Veldleeuweriken in Blauwestad

csm_Boerderij_in_de_Stadspolder_869200dedcvrijdag 24 juni 2016 14:53

Je hoort de laatste tijd veel over het begrip 'natuurinclusieve landbouw'. Maar wat is het eigenlijk? Of beter: wat kan het worden, in de provincie Groningen? Of is het zo'n mode-woord, waar je over een tijdje niets meer van verneemt?

Om daar achter te komen, kwam in het havenkwartier van Blauwestad een groepje mensen van natuurorganisaties, boeren en beleidsmedewerkers bij elkaar. Ze kregen korte inleidingen van het Louis Bolk Instituut, de stichting Veldleeuwerik en BoerenNatuur. Waarna we keken wat we met dit fenomeen in Groningen kunnen doen.

Dus, wat is het?

Jan Willem Erisman, hoogleraar aan de Vrije Universiteit (Amsterdam) en verbonden aan het Louis Bolk Instituut (Wageningen), zei het min of meer zo: het is een manier van landbouw bedrijven, waarin landbouw en natuur weer meer met elkaar in evenwicht worden gebracht.

Erisman staat een landbouwsysteem voor ogen, dat gebruikt maakt van de meerwaarde die de natuur te bieden heeft. Waarin biodiversiteit een noodzakelijke voorwaarde is voor de voedselproductie. Dit veronderstelt dat je als boer veel meer uitgaat van een goed bodemleven, dat de bodem vruchtbaar houdt, en dat boeren zeer terughoudend zijn met zaken als kunstmest en pesticides.

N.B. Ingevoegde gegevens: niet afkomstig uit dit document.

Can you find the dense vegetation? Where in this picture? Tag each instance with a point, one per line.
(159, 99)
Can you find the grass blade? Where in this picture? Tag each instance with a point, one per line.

Nederland is de absolute top in de landbouw. Nergens anders wordt per vierkante kilometer zoveel kwalitatief goed voedsel geproduceerd.  Maar dat heeft wel een prijs, wordt zo langzamerhand duidelijk. 
De bodem raakt uitgeput, de biodiversiteit op landbouwgrond neemt af.  De vogelrijkdom op graslanden wordt steeds meer iets van vroeger, zei Wilfred Alblas van Natuurmonumenten dinsdag. 'Mensen vragen ons vaak: wat is er gebeurd? Het is zo stil op het platteland.'

Hedwig Boerrigter van de stichting Veldleeuwerik  liet zien hoe akkerbouwers natuurinclusief kunnen boeren. En Alex Datema (Briltil), die tegenwoordig voorzitter is van de landelijke koepel BoerenNatuur, onderstreepte de noodzaak daarvan.  Het gaat niet om biologische landbouw, maar wel om een manier van boeren die wat dichter bij de natuur staat.

Het mooie was, dat je tijdens de lezingen door de openstaande ramen allemaal vogels hoorde. Hoofd Blauwestad René Perton, in privé-tijd ook akkerbouwer, heeft namelijk vlak bij het havenkwartier graan ingezaaid met akkerranden vol bloemen. En daar komen veldleeuweriken op af. Hun gezang drong door in het gebouw.

Na de inleidingen volgde een goede discussie, waar ook LTO volop aan deelnam. Zo werd de basis gelegd om hier de komende tijd mee verder te gaan. Want ondanks de verschillen in standpunten raakten we goed met elkaar in gesprek. Dat vind ik een goed teken.

Het is de moeite waard om te kijken of natuurinclusieve landbouw voor op het gemiddelde boerenbedrijf economisch gezien ook uit kan. Daarom wil Erisman en consorten op landelijke schaal een pilot beginnen, om aan te tonen dat deze andere manier van boeren rendabel is.

In Groningen hebben we best een reputatie opgebouwd met de akker/vogelranden. En qua agrarisch natuurbeheer doen we ook volop mee. Dus dat we zo'n pilot ook naar Groningen moeten halen, vind ik eigenlijk wel logisch.

Het is, kortom, een typisch geval van: wordt vervolgd!